The business park also is among the few areas left where Island business can expand. “Most of the business areas in the three down-Island towns are saturated,” says Mr. Alley.
A survey of Island businessmen shows that the business park will have many tenants once it gets going, according to Doug Ewing of the Martha’s Vineyard Commission, who is working with the airport advisory committee.
The Steamship Authority has expressed strong interest in building an advance reservation center in the business park, an operation that would draw many customers into the area.
But improving the airport terminal area presents a more challenging problem than building the business park. A new terminal area, which everybody seems to acknowledge is long overdue, will cost at least $3 million. Grants are available to defray a large part of the cost, but the county will likely need to come up with a large share as well, and the county is financially strapped.
The argument for spending the money is that investment is needed to make the airport a profit center in its own right.
“It’s a multi-million-dollar piece of real estate,” says Mr. Mitchell. “It’s the second mode of transportation off and on this Island. The present terminal does not reflect what we’d like to reflect to the visiting public. And this airport can definitely be an asset as opposed to a liability.”

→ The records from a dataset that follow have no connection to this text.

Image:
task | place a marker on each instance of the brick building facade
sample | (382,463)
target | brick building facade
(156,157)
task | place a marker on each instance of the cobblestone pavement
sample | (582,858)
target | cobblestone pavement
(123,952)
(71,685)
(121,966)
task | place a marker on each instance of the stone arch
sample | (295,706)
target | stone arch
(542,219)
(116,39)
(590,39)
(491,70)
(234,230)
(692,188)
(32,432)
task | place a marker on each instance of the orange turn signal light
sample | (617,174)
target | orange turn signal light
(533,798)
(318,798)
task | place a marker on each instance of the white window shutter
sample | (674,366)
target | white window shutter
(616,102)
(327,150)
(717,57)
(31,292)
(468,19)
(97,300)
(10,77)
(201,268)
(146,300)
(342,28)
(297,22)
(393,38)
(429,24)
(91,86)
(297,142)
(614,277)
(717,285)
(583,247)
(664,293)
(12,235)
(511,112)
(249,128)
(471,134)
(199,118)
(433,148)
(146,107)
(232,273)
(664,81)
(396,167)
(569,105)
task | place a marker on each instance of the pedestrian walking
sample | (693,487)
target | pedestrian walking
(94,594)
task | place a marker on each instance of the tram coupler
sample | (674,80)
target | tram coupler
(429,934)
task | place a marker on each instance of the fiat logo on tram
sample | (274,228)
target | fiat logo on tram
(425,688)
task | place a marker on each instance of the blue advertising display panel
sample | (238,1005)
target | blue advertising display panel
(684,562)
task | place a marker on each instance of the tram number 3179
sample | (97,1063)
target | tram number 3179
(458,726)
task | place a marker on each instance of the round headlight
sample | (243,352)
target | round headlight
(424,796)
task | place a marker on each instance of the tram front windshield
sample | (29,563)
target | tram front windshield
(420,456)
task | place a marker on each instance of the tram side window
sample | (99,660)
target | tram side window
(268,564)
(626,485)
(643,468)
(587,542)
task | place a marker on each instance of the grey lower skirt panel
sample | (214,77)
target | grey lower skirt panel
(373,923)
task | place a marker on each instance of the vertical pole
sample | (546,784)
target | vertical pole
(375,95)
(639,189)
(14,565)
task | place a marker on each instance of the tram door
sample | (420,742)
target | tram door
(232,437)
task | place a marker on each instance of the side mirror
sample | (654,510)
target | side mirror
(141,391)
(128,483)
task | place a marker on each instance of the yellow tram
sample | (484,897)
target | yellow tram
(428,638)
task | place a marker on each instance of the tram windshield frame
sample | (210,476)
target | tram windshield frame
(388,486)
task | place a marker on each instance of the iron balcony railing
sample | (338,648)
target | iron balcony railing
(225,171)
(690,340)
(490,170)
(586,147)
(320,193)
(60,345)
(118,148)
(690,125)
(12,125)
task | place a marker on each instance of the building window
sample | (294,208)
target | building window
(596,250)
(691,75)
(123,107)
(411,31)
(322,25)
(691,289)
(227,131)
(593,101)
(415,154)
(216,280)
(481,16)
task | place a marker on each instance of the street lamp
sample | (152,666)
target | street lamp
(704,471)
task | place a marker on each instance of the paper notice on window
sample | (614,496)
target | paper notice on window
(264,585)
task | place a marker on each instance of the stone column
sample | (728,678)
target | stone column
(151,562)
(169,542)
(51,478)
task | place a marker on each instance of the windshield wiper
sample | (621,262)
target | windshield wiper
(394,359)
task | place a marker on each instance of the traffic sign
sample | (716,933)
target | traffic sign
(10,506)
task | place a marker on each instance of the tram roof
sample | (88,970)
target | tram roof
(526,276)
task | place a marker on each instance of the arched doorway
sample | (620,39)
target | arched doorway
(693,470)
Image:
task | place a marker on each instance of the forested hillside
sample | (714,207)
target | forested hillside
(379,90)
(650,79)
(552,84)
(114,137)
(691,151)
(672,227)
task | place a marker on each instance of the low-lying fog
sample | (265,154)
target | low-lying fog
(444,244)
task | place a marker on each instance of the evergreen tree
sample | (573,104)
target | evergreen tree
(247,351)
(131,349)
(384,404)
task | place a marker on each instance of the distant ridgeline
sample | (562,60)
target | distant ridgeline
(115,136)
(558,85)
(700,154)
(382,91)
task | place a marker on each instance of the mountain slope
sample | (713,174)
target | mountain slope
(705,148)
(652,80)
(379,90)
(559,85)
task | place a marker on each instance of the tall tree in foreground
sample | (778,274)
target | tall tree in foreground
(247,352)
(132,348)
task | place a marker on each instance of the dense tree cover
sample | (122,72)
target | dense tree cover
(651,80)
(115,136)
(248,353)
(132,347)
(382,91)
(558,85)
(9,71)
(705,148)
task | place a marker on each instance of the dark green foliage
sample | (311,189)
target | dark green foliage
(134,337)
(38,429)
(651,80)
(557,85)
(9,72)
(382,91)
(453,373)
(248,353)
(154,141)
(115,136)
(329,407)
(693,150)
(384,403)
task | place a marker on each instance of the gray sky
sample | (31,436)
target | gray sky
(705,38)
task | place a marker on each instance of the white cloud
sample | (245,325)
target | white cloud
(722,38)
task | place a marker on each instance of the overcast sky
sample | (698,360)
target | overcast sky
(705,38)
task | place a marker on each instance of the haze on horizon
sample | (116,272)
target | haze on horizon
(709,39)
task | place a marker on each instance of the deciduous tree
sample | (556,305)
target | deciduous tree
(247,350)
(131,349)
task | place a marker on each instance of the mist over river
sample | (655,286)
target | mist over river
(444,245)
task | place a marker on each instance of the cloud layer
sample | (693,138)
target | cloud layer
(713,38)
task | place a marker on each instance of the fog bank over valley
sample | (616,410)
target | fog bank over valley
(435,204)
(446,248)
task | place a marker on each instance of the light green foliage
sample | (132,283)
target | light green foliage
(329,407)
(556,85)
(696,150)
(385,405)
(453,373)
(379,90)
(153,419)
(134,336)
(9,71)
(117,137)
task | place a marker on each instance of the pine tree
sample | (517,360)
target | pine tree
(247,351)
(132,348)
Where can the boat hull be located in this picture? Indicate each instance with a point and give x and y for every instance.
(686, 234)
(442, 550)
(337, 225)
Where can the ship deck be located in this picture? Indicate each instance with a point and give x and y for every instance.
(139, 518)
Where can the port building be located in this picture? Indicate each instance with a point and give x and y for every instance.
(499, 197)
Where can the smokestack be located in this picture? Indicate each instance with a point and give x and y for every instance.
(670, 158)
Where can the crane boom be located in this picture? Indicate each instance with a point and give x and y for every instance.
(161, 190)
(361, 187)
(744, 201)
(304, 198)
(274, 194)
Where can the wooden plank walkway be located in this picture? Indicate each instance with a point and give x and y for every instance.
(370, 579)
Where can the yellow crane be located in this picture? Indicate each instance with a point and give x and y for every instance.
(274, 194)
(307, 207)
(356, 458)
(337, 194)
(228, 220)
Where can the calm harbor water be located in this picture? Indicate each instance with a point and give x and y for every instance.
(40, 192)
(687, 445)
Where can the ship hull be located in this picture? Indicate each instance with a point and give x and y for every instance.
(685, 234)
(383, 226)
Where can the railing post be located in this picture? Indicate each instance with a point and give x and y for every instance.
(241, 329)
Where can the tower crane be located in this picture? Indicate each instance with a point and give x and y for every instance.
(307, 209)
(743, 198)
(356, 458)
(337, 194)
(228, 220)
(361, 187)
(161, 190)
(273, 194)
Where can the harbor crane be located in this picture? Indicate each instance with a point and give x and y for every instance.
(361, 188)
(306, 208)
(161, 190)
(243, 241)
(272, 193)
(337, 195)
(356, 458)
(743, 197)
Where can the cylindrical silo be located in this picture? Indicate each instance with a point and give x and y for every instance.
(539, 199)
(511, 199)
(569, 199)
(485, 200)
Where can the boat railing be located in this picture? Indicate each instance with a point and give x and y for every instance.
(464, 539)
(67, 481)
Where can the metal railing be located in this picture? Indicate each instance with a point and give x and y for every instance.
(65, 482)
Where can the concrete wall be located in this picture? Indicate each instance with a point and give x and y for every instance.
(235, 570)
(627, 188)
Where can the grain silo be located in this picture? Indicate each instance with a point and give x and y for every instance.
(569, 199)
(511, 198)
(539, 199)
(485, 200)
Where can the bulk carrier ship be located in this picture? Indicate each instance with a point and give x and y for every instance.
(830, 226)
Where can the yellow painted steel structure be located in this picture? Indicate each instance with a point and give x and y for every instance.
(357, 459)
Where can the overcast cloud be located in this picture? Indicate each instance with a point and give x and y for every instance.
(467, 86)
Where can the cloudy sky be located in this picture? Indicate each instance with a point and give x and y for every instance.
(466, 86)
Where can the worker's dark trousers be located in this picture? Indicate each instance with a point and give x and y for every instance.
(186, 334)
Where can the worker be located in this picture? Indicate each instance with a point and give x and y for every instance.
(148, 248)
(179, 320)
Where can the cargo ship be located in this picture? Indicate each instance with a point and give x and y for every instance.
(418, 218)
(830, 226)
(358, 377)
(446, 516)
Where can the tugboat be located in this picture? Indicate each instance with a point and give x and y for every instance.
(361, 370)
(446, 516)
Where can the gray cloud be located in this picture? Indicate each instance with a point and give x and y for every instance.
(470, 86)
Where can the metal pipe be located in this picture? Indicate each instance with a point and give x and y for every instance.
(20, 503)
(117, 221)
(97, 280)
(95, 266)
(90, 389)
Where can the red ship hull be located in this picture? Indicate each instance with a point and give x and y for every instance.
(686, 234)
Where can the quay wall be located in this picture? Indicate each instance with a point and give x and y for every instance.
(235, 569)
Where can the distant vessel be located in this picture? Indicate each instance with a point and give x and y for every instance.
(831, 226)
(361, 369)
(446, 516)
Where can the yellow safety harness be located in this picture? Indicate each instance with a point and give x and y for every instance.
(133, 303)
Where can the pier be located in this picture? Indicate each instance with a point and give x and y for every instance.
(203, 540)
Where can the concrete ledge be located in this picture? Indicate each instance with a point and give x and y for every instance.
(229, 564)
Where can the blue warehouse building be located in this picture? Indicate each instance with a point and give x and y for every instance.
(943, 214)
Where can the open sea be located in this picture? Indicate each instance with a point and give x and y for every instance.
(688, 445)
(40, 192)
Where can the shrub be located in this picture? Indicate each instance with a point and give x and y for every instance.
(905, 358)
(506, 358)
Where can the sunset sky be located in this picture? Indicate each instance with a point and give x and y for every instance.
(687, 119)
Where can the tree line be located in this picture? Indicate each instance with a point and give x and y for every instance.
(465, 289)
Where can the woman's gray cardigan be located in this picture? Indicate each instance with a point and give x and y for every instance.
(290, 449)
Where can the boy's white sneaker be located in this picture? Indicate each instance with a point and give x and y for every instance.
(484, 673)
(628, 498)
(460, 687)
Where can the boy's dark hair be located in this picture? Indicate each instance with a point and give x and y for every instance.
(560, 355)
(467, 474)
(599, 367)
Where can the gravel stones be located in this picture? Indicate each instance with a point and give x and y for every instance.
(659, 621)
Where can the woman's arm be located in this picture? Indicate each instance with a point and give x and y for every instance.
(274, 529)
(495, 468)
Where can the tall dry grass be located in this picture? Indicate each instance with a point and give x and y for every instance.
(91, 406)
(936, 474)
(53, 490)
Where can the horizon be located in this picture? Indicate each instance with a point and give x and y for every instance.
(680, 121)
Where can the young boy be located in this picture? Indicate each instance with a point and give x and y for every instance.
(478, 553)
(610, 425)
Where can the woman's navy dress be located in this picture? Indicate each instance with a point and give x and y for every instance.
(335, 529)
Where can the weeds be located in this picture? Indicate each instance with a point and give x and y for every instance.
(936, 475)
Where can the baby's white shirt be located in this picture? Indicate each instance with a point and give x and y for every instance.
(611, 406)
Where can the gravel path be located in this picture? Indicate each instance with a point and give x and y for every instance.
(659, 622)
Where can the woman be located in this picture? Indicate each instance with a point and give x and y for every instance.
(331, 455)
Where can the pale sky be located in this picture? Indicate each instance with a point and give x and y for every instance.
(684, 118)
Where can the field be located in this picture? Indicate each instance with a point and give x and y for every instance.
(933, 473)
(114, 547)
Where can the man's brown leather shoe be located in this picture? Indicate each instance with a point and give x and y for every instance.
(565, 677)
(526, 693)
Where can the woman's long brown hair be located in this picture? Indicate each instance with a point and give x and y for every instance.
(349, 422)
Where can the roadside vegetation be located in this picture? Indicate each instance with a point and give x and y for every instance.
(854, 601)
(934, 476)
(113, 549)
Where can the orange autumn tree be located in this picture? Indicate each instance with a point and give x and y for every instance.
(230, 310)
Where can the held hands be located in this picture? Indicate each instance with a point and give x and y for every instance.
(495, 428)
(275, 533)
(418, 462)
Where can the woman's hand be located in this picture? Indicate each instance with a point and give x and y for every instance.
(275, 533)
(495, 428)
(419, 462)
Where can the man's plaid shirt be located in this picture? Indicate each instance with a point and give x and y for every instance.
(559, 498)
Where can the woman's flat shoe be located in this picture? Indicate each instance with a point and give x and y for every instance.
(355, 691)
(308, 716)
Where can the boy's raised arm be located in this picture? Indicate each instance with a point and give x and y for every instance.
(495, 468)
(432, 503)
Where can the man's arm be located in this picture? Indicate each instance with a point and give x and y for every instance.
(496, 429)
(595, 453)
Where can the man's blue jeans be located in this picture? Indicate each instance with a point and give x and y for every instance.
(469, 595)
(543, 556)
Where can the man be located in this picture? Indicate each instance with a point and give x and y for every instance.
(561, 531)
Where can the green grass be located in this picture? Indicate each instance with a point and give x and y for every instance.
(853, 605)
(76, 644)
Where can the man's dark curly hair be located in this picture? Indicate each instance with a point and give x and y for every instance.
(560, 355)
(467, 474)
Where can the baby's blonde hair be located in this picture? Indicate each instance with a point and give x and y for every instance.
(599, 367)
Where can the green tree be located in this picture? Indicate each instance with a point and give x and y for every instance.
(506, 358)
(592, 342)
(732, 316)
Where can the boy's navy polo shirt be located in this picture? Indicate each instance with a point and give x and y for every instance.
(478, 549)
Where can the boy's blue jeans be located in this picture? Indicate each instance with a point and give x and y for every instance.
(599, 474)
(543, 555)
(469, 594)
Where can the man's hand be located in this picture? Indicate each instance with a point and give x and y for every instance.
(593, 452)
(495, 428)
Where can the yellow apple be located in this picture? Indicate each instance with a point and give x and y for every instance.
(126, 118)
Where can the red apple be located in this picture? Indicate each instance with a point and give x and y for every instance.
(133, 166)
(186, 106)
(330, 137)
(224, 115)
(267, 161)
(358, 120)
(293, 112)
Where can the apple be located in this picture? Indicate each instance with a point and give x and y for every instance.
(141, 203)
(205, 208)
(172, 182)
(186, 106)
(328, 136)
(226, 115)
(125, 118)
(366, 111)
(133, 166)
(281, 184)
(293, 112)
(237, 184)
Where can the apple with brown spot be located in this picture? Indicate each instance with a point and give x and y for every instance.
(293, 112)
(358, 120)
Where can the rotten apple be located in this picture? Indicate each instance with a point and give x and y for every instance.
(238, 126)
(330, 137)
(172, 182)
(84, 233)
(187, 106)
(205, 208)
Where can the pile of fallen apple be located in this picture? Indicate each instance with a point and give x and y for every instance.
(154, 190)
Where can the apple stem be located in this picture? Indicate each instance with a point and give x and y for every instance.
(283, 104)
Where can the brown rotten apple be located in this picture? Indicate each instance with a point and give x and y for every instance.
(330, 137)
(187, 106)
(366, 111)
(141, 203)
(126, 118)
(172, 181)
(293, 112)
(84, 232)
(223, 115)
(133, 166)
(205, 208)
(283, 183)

The airport has recently been ending up in the red year after year, and, with all the talk about a new terminal, new and improved parking areas, improved runways, the future influx of air-related industry and business, the immediate challenge of the county is to have the airport turn a profit and begin proving its value.
“We have begun to turn the financial picture of the airport around,” Mr. Alley says. He said the airport should break even or show a slight profit this year, and then begin showing a bigger and bigger profit.
From the time the county took over the airport from the military in 1946 the effort has been hit or miss, Mr. Alley says, and even after the 1978 master plan was completed, little happened.
“But it isn’t so far away as it was,” he says. “It really isn’t.”